As looking turns into reading, these 2019 works telling stories about the early 1960s, we learn her works once displayed on Great Jones Street were reviewed in the New York Times by writers who then became personal friends. Later, we see a lens box is dedicated to that same writer. These pieces and this exhibit create a personal, gossipy, political, and whimsical self-portrait of her moment and her network: 2D and 3D visual poetry by a master.

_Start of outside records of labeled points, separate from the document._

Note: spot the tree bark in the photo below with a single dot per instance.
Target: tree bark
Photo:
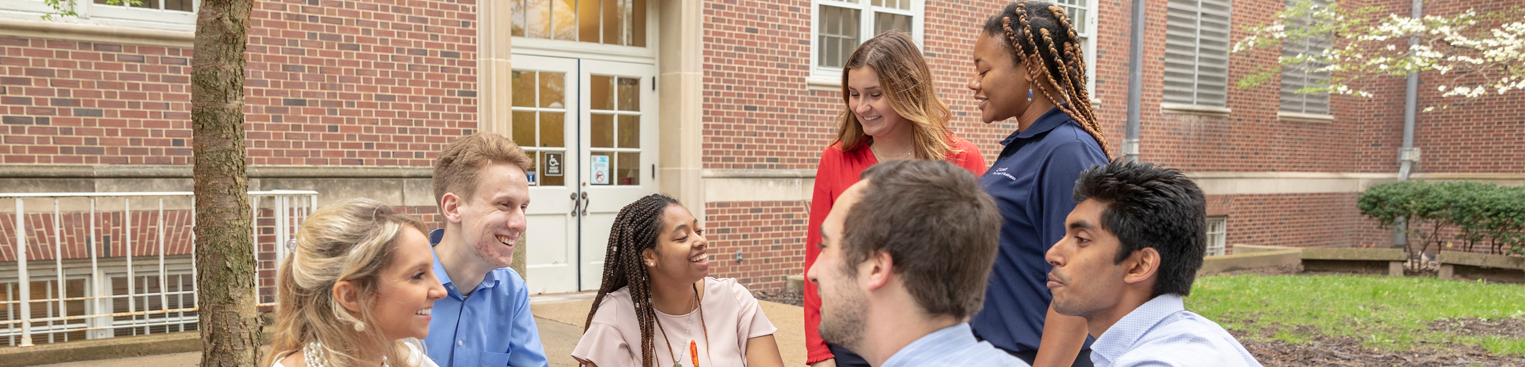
(229, 322)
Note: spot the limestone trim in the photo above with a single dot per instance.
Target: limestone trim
(822, 84)
(165, 171)
(1202, 110)
(496, 67)
(96, 34)
(796, 185)
(1310, 118)
(680, 75)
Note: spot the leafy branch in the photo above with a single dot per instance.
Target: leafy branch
(1481, 52)
(66, 8)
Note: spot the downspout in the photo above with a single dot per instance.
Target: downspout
(1408, 156)
(1130, 143)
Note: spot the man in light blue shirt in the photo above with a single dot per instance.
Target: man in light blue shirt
(484, 320)
(905, 258)
(1130, 250)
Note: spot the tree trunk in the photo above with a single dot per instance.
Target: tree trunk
(231, 326)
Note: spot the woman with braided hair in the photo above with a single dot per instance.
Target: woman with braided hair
(1028, 66)
(658, 305)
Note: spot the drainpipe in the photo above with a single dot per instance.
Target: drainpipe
(1130, 143)
(1409, 154)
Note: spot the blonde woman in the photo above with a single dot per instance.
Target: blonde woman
(356, 291)
(891, 113)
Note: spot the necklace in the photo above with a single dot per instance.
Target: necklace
(693, 347)
(313, 355)
(903, 154)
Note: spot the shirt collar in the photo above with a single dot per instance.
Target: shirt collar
(490, 280)
(953, 335)
(1123, 334)
(1043, 124)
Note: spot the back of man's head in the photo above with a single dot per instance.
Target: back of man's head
(459, 165)
(938, 227)
(1152, 207)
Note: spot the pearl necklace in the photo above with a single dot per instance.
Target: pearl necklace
(313, 355)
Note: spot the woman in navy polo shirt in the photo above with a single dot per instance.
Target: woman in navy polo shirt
(1028, 66)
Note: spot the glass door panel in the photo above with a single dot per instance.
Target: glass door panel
(543, 119)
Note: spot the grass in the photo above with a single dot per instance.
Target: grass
(1385, 312)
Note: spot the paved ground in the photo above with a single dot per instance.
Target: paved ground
(560, 320)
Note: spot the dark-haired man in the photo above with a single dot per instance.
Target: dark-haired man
(1130, 250)
(905, 256)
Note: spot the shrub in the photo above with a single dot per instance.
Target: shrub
(1475, 210)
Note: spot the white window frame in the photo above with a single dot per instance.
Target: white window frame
(1297, 78)
(1193, 101)
(121, 15)
(99, 285)
(1217, 235)
(831, 76)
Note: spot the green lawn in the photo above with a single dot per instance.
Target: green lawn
(1385, 312)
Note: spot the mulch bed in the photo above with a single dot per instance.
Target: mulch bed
(1504, 328)
(798, 299)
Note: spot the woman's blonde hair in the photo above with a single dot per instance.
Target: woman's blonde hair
(908, 82)
(353, 241)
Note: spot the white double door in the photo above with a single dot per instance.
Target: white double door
(590, 127)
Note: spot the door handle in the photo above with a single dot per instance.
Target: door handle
(584, 203)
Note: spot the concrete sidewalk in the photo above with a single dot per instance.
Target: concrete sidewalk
(560, 320)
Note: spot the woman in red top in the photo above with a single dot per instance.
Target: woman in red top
(891, 113)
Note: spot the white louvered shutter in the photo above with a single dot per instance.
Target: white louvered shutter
(1197, 52)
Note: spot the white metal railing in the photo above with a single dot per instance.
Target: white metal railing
(95, 279)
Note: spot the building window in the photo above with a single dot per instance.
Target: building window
(842, 25)
(1301, 76)
(1197, 52)
(1217, 235)
(151, 14)
(600, 22)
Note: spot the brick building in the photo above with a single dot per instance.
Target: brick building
(723, 104)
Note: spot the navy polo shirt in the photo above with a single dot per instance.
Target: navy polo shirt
(1033, 181)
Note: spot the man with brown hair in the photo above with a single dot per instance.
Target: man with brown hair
(905, 256)
(484, 320)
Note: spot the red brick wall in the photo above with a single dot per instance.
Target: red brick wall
(1481, 134)
(769, 233)
(378, 82)
(1304, 220)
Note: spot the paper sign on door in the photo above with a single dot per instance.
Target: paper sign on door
(600, 169)
(552, 165)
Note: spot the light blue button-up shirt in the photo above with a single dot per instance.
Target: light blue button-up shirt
(1162, 332)
(953, 346)
(493, 328)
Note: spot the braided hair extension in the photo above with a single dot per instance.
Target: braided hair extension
(635, 230)
(1024, 25)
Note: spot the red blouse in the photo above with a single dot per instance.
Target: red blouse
(833, 175)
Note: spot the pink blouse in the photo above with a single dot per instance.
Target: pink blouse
(731, 315)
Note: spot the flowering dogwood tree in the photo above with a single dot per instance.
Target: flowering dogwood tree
(1480, 52)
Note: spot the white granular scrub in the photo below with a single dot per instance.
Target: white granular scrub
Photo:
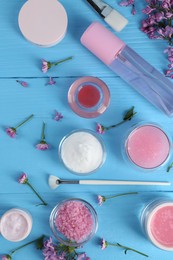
(82, 152)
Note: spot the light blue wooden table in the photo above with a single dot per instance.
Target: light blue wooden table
(119, 219)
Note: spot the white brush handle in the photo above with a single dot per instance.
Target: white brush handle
(108, 182)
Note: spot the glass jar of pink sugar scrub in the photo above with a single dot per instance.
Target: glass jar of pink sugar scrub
(82, 151)
(15, 224)
(157, 223)
(146, 146)
(73, 222)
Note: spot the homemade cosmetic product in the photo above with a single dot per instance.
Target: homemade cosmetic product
(157, 222)
(43, 22)
(89, 97)
(82, 151)
(15, 225)
(73, 222)
(143, 77)
(146, 146)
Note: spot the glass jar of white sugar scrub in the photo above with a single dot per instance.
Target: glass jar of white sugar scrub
(73, 222)
(82, 151)
(15, 224)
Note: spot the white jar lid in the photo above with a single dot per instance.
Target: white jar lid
(43, 22)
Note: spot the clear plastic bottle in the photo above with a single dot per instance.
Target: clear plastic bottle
(131, 67)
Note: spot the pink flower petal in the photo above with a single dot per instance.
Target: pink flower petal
(11, 132)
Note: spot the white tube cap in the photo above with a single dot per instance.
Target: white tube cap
(116, 20)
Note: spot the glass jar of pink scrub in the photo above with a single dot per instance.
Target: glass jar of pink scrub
(15, 224)
(157, 223)
(146, 146)
(73, 222)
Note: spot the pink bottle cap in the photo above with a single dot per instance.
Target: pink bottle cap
(101, 42)
(43, 22)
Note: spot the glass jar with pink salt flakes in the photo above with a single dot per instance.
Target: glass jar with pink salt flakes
(73, 222)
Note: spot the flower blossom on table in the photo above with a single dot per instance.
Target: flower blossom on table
(12, 131)
(42, 145)
(22, 83)
(101, 199)
(23, 179)
(82, 256)
(58, 251)
(51, 81)
(58, 116)
(46, 65)
(49, 250)
(105, 244)
(169, 72)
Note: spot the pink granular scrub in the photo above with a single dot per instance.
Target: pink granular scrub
(74, 221)
(162, 226)
(148, 146)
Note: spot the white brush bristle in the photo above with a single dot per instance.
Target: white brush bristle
(53, 182)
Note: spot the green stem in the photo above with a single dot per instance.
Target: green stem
(122, 122)
(44, 203)
(122, 194)
(24, 121)
(43, 130)
(58, 62)
(127, 248)
(169, 167)
(31, 242)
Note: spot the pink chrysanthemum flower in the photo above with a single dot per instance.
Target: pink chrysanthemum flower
(83, 256)
(100, 129)
(104, 244)
(42, 145)
(51, 81)
(101, 199)
(128, 116)
(11, 131)
(46, 65)
(6, 257)
(23, 178)
(22, 83)
(58, 116)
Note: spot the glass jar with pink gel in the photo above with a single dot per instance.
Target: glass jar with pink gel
(15, 224)
(73, 222)
(147, 146)
(157, 222)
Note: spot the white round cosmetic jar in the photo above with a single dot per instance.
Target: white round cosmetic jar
(43, 22)
(82, 151)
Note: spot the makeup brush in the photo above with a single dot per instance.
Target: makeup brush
(54, 182)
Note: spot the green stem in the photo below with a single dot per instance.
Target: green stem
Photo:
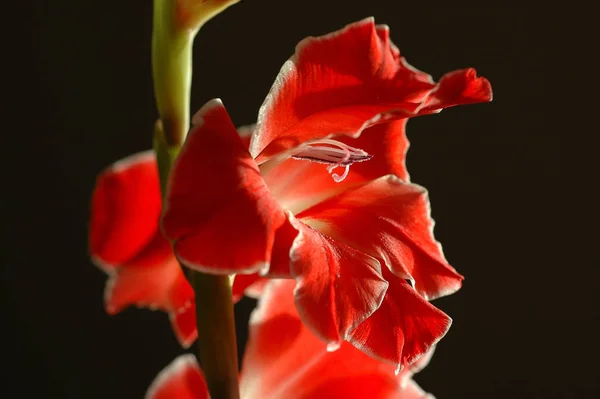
(172, 72)
(217, 349)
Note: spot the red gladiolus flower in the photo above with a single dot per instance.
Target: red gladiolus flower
(285, 360)
(356, 243)
(125, 242)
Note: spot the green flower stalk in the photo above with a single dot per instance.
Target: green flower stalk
(176, 23)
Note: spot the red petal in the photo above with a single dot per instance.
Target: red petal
(337, 287)
(457, 88)
(126, 242)
(125, 209)
(248, 284)
(336, 84)
(299, 184)
(182, 379)
(390, 220)
(388, 144)
(404, 327)
(218, 210)
(154, 279)
(344, 82)
(283, 359)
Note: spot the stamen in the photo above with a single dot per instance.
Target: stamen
(333, 153)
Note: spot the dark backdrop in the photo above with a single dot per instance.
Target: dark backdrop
(510, 206)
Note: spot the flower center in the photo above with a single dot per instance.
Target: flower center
(333, 153)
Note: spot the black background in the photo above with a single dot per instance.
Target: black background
(506, 180)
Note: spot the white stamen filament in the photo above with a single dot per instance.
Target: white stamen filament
(333, 153)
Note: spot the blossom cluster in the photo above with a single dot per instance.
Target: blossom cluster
(312, 210)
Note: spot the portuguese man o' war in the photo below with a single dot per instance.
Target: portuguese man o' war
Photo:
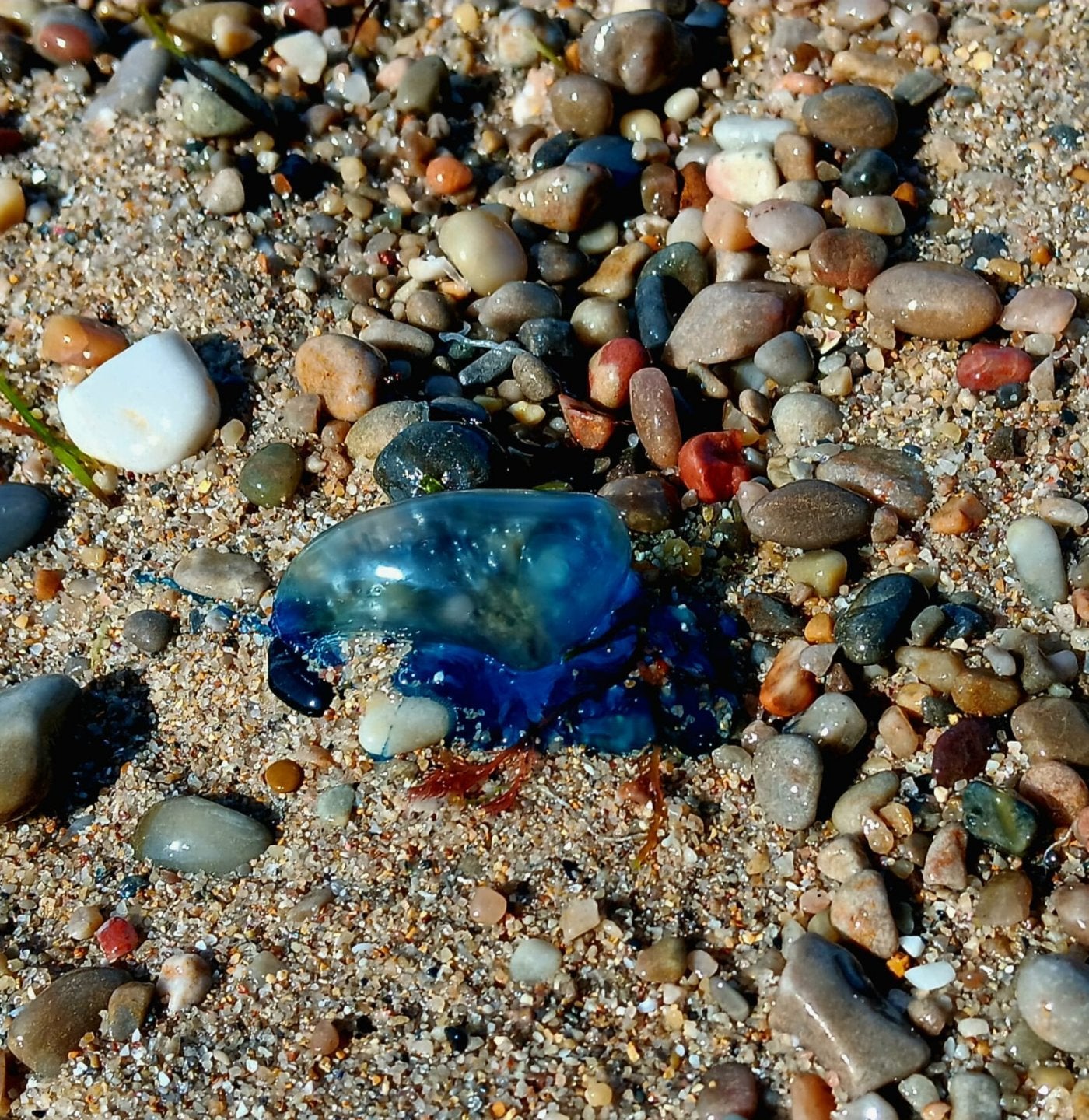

The airy works are grounded by the copious lens box constructions: painted wooden mini-worlds sporting inscribed surfaces, dense with a vocabulary of objects—clear glass balls, whole or sectioned opaque spheres, and layered glass dividers—that create a myriad of optical effects to disorient us. Frequent bursts of text continually unite everything in the gallery as part of a whole. Bauermeister invites us into her process, offering variations on several themes that form a continuum of this gifted, unorthodox communicator.